Potential Cytotoxicity, Pharmacokinetics, and Excretion Properties of Sapindoside B from the Seeds of Nigella sativa var. hispidula.

ABSTRACT

The seeds of Nigella sativa var. hispidula are widely used in food preparation by the Uighur people in western China. Recently, series of oleanane triterpenoid saponins were extracted from the seeds of Nigella sativa var. hispidula, especially α-hederin as representative that exhibited strong antitumor activity. Compared to α-hederin, sapindoside B has just 1 more terminal xylopyranose in the 3-O position and displays similar effects against various human cancer cell lines with cisplatin.

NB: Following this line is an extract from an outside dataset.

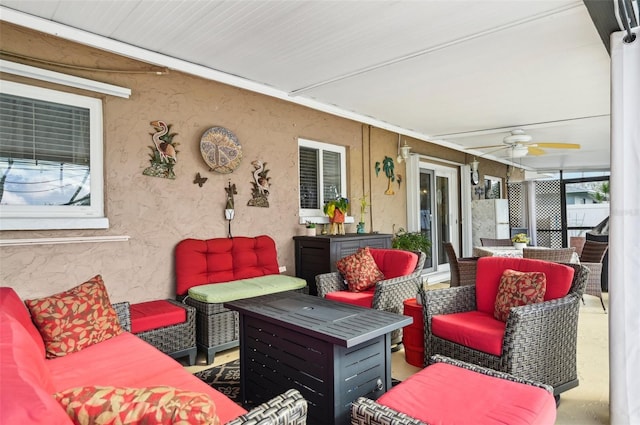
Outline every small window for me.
[0,81,108,230]
[298,139,347,223]
[484,176,502,199]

Considering this potential cytotoxic activity, a reliable LC-MS/MS method was developed to quantify sapindoside B in rat plasma, urine, and feces. Chromatographic separation was conducted on an Agilent Zorbax SB-Aq (3.0 × 150 mm, 3.5 µm) column via an isocratic elution procedure with acetonitrile and water containing 0.1% formic acid. Mass spectrometric detection was coupled with an electrospray ionization source in the MRM mode. The linear range of calibration curves was 15 ~ 3000 ng/mL in plasma/urine and 30 ~ 3000 ng/g in feces. The intra-day and inter-day precision was less than 11.1%, and accuracy ranged from 92.2% to 108.7%. The proposed method was validated and shown to be reliable, precise, and accurate and was successfully applied to its pharmacokinetics and excretion studies. Sapindoside B exhibited dosage-dependent pharmacokinetics in the range of 2.5 mg/kg to 12.5 mg/kg, and only about 2% of intravenous dose of sapindoside B was excreted by the feces and urine in its unchanged form over 48 h. These results provide further data support for evaluating the druggability of sapindoside B.